= Virtual Row Blocks
Dataset methods where, order, and select all take blocks that are referred to as
virtual row blocks. Many other dataset methods pass the blocks
they are given into one of those three methods, so there are actually
many Sequel::Dataset methods that take virtual row blocks.
== Why Virtual Rows
Virtual Rows were created to work around the issue that some parts of
Sequel's standard DSL could not be used on ruby 1.9. For example, the
following Sequel code historically worked on ruby 1.8, but not ruby 1.9:
dataset.where(:a > :b[:c])
# WHERE a > b(c)
This code does not work on ruby 1.9 for two reasons. First, Symbol#>
(like other inequality methods) is already defined in ruby 1.9, so Sequel
does not override it to return an SQL inequality expression. Second, Symbol#[]

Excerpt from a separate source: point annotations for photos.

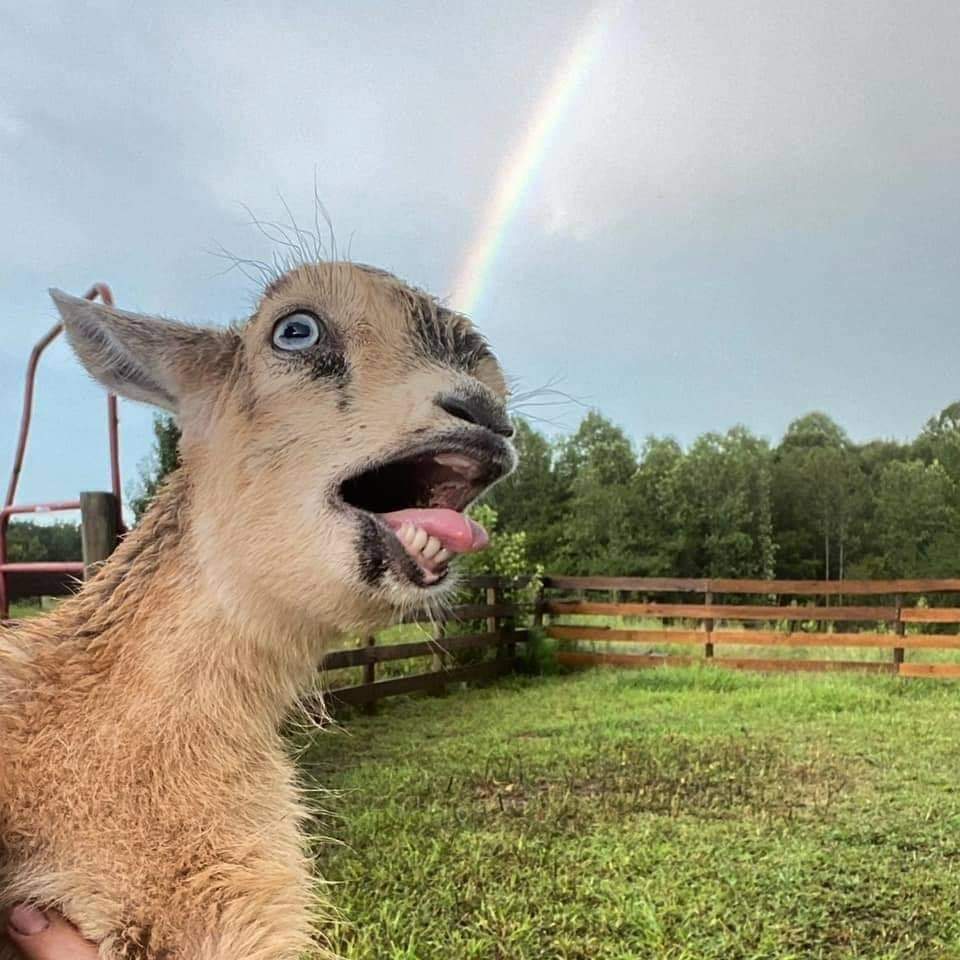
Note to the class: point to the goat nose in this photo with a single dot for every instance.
(478, 409)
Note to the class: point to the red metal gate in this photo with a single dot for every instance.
(10, 508)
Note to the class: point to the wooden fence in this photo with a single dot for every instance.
(896, 615)
(446, 641)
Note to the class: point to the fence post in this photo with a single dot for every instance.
(370, 673)
(708, 625)
(538, 608)
(898, 652)
(438, 661)
(99, 520)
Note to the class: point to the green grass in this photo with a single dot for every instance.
(683, 814)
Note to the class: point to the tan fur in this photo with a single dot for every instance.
(144, 789)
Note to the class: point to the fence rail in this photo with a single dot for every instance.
(714, 623)
(499, 617)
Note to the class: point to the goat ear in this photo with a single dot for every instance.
(145, 358)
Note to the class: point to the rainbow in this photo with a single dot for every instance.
(521, 166)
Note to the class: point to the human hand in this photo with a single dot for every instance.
(47, 936)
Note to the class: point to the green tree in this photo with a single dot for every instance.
(939, 441)
(654, 516)
(531, 500)
(916, 527)
(596, 465)
(820, 499)
(163, 459)
(723, 499)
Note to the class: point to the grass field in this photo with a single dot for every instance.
(686, 814)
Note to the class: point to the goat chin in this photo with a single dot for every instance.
(144, 788)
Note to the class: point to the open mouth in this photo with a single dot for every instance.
(418, 500)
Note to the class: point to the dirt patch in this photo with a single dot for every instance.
(717, 777)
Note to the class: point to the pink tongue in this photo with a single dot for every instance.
(459, 534)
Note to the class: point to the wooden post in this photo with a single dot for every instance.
(438, 662)
(538, 609)
(99, 517)
(370, 673)
(901, 630)
(708, 625)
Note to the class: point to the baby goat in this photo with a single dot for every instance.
(330, 446)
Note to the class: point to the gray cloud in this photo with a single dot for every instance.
(749, 211)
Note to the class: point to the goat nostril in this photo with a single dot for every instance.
(476, 410)
(457, 408)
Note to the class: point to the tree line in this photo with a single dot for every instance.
(814, 506)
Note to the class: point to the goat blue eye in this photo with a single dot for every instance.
(296, 331)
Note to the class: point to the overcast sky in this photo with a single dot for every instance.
(749, 210)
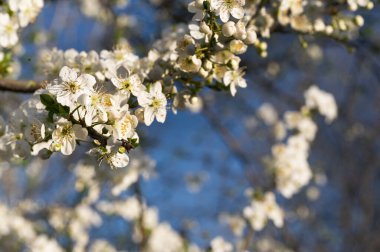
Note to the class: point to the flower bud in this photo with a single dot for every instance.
(359, 20)
(234, 63)
(205, 28)
(207, 65)
(251, 36)
(241, 32)
(229, 29)
(238, 46)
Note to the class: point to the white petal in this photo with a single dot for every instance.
(86, 80)
(80, 133)
(237, 12)
(67, 74)
(161, 115)
(68, 146)
(148, 116)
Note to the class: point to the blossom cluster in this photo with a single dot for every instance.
(291, 168)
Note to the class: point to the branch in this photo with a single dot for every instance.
(19, 86)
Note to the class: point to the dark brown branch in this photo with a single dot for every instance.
(19, 86)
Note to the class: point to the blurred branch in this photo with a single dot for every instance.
(19, 86)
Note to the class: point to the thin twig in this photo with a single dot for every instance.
(19, 86)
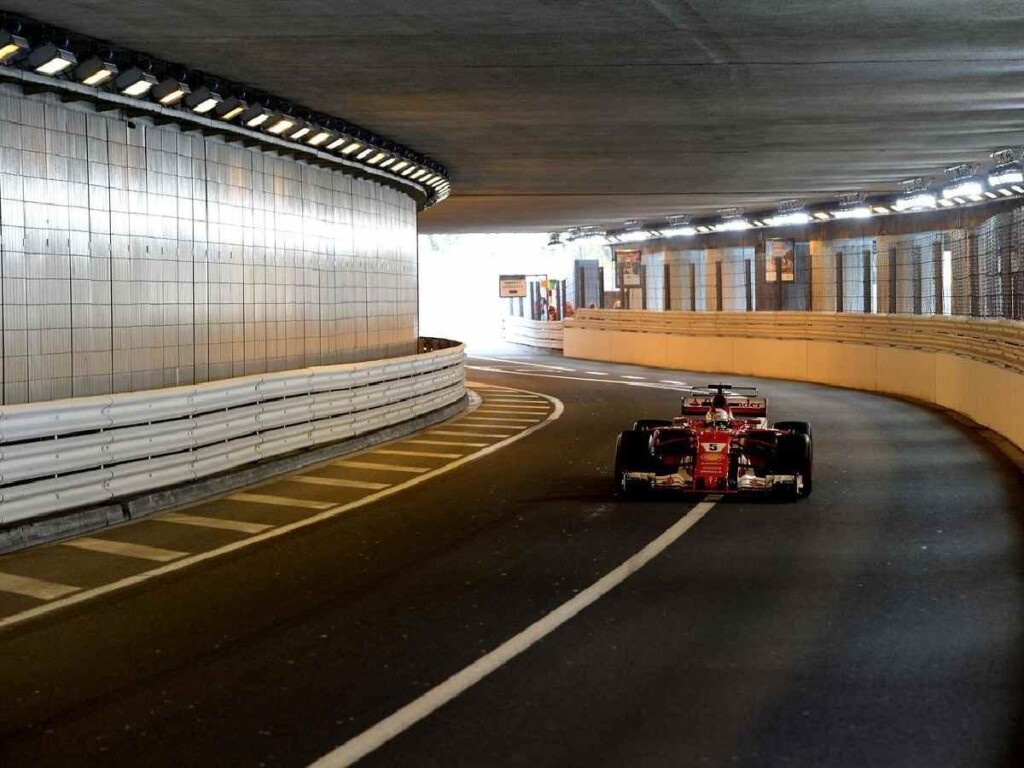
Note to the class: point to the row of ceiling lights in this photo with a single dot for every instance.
(101, 72)
(965, 186)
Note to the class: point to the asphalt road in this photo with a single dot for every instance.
(880, 622)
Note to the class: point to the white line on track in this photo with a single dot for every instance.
(36, 588)
(280, 501)
(125, 549)
(212, 522)
(374, 737)
(333, 511)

is already defined on ruby 1.9, so Sequel does not override it to return an
SQL function expression.
It's possible to use Sequel's DSL to represent such expressions, but it is a
little verbose:
dataset.where(Sequel[:a] > Sequel.function(:b, :c))
# WHERE a > b(c)
The virtual row DSL makes such code more concise:
dataset.where{a > b(c)}
== Regular Procs vs Instance Evaled Procs
Virtual row blocks behave differently depending on whether the block accepts
an argument. If the block accepts an argument, it is called with an instance
of Sequel::SQL::VirtualRow. If it does not accept an argument, it is
evaluated in the context of an instance of Sequel::SQL::VirtualRow.
ds = DB[:items]
# Regular proc
ds.where{|o| o.column > 1}
# WHERE column > 1
# Instance-evaled proc
ds.where{column > 1}
# WHERE column > 1
If you aren't familiar with the difference between regular blocks and instance
evaled blocks, you should probably consult a general ruby reference, but briefly,
with regular procs, methods called without an explicit receiver inside the
proc call the method on the receiver in the surrounding scope, while instance
evaled procs call the method on the receiver of the instance_eval call. However,
in both cases, local variables available in the surrounding scope will be available
inside the proc. If that doesn't make sense, maybe this example will help:
def self.a
42
end
b = 32
# Regular proc
ds.where{|o| o.c > a - b}
# WHERE c > 10
# Instance-evaled proc
ds.where{c > a - b}
# WHERE c > (a - 32)
There are two related differences here. First is the usage of o.c vs +c+,
and second is the difference between the use of +a+. In the regular proc,
you couldn't call +c+ without an explicit receiver in the proc, unless the self of the
surrounding scope responded to it. For +a+, note how ruby calls the method on
the receiver of the surrounding scope in the regular proc, which returns an integer,
and does the subtraction before Sequel gets access to it. In the instance evaled
proc, calling +a+ without a receiver calls the a method on the VirtualRow instance.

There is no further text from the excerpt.